Gesellschaft Ortsmuseum Hinwil, 8340 Hinwil. Konto: 80-16423-2, Hinweis: Skulptur.

Für Ihre Unterstützung danken wir herzlich.

Für die Interessengruppe:

Verena Wolfensberger, Verena Knobel, Brigitta Neukom, Kathrin Wüst-Peter

Skulptur im Museumgarten

Seit dem Sommer 2018 steht im Bauerngarten vor dem Ortsmuseum eine Skulptur. Im Rahmen der letztjährigen Kunstausstellung wurde sie von Michael Brugger im August aufgestellt. Der rote Sandstein aus den Vogesen integriert sich sehr gut in die bestehende Umgebung mit Farbe, Struktur und Grösse. Der nicht ganz runde Ring korrespondiert auch mit dem Signet des Ortsmuseums (bordeaux-farbenes Quadrat), einem Holz-Riegel der Fassade. Eine Interessengruppe sammelt nun Geld, um die Skulptur zu erwerben und dem Museum zu schenken, als Blickfang im Bauerngarten – Traditionelles und Modernes sollen sich hier begegnen und ergänzen.


Sponsoren gesucht

Es würde uns freuen, wenn Sie bei der Sammlung mitmachen und uns unterstützen. Der Zielbetrag für die Sammlung beträgt CHF 6000.–. Davon macht der Künstler eine grosszügige Spende von CHF 3000.– zugunsten der Orgelkonzerte und von kulturellen Anlässen des Ortmuseums Hinwil.

Das Sammelkonto lautet: Gesellschaft Ortsmuseum Hinwil, 8340 Hinwil.
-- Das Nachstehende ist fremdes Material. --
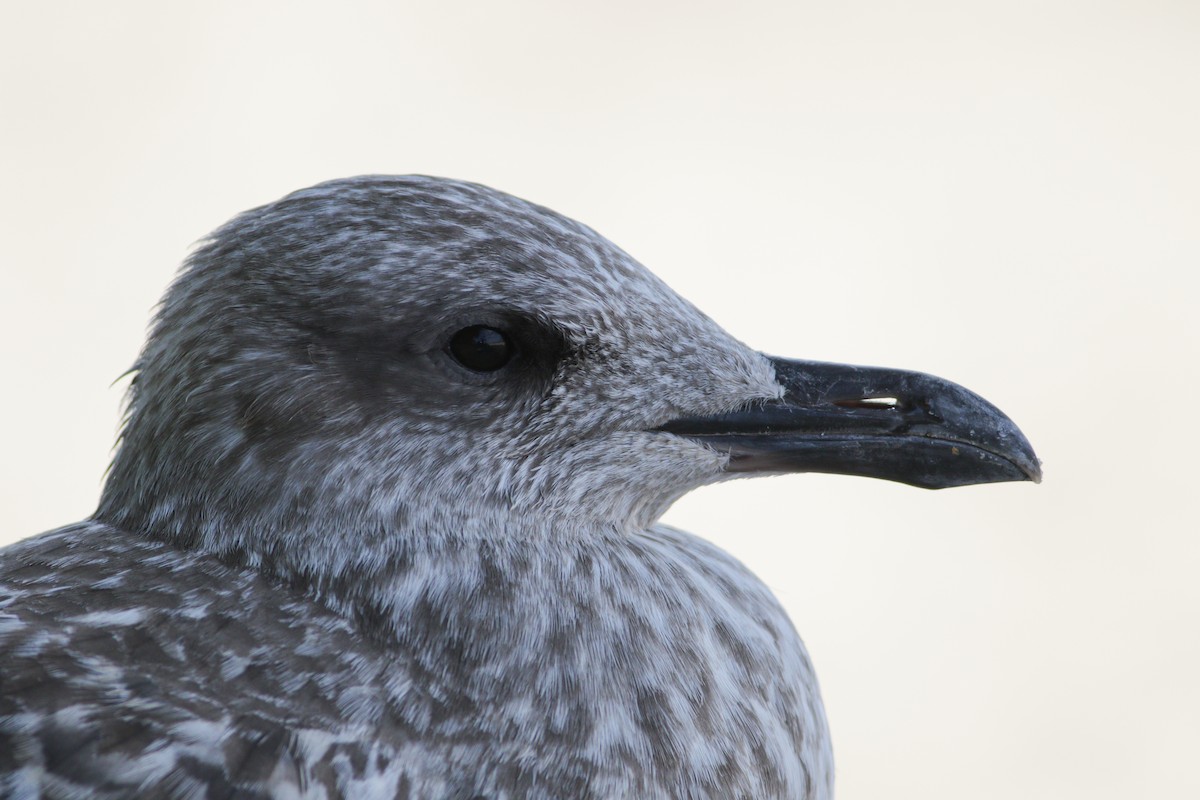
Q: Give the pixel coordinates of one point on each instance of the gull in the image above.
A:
(382, 523)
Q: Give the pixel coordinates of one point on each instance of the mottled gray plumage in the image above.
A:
(330, 561)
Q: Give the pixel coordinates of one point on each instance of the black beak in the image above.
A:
(900, 426)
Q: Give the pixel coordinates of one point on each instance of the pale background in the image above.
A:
(1006, 194)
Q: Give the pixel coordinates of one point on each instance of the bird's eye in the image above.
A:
(481, 348)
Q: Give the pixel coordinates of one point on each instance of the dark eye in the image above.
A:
(481, 348)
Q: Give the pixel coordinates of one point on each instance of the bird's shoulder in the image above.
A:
(127, 666)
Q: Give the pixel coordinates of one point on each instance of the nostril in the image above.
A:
(885, 403)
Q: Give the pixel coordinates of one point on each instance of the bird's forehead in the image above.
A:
(448, 246)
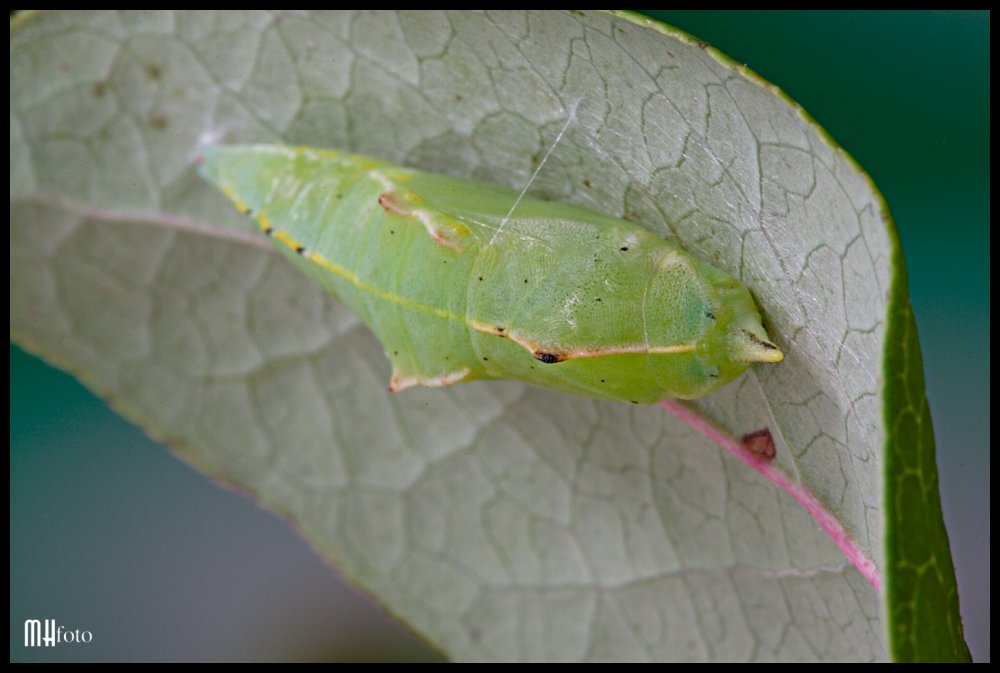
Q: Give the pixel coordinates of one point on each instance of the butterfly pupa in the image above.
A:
(459, 288)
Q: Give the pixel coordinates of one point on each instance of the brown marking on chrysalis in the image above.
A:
(429, 219)
(760, 443)
(399, 382)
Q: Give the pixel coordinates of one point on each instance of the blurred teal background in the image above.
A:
(110, 533)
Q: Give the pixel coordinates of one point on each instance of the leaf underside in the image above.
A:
(500, 521)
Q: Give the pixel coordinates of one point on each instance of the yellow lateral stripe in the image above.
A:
(531, 347)
(355, 280)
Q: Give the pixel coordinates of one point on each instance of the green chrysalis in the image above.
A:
(459, 284)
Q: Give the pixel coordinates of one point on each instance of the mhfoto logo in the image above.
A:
(45, 632)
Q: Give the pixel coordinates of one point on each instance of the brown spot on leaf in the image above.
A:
(760, 443)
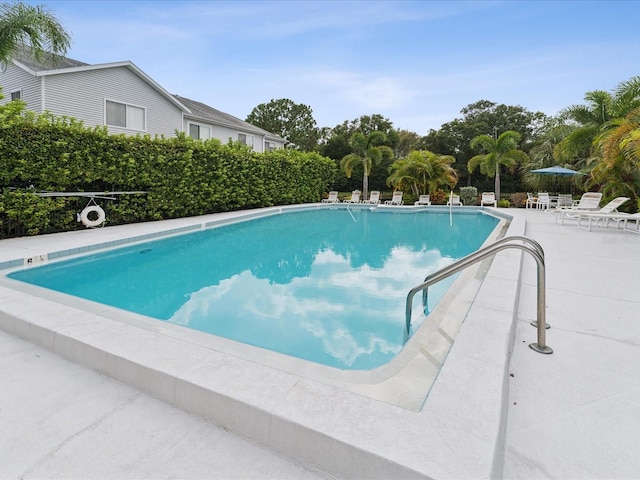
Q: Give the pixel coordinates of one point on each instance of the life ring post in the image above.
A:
(89, 209)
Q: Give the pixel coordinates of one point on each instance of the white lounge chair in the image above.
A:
(374, 198)
(603, 216)
(396, 199)
(488, 198)
(565, 200)
(589, 201)
(544, 201)
(531, 201)
(355, 197)
(454, 201)
(423, 200)
(332, 198)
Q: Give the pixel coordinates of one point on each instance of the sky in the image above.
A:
(416, 63)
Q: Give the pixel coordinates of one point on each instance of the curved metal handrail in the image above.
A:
(534, 249)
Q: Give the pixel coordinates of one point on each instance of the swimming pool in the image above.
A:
(324, 285)
(381, 423)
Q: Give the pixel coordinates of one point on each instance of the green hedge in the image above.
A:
(183, 177)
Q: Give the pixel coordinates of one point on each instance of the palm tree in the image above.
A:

Konto: 80-16423-2, Hinweis: Skulptur.


Über den Künstler

Michael Brugger ist in Hinwil aufgewachsen und hat hier die Schulen besucht. Seit 20 Jahren lebt er in Wernetshausen. Das künstlerische Gestalten hat in seinem Leben immer einen grossen Stellenwert gehabt und ist ihm wertvolle Ausdrucksform. Er findet Inspiration in der Natur und abstrakten Formen. Er arbeitet auch mit Holz, Ton und Textilien.

„Gwunderkoffer“ für Schulklassen

Wir freuen uns, unseren Gwunderkoffer an Schulklassen auszuleihen und liefern ihn auf Wunsch ins Schulhaus. Er enthält über 30 nicht ganz alltägliche Gegenstände aus dem Museum. Sie sind Ausgangspunkt für die Forschungen der Lernenden: Was könnte das sein, wer hat es wofür gebraucht, wie sieht das heute aus? Begleittexte helfen auf die Spur, falls nötig. Bei einem anschliessenden Besuch im Museum entdecken die Schülerinnen und Schüler „ihre“ Gegenstände wieder in der Ausstellung und präsentieren, was sie darüber herausgefunden haben. Dies ist nur eine von vielen Möglichkeiten, den Gwunderkoffer einzusetzen. Wann leihen Sie ihn aus?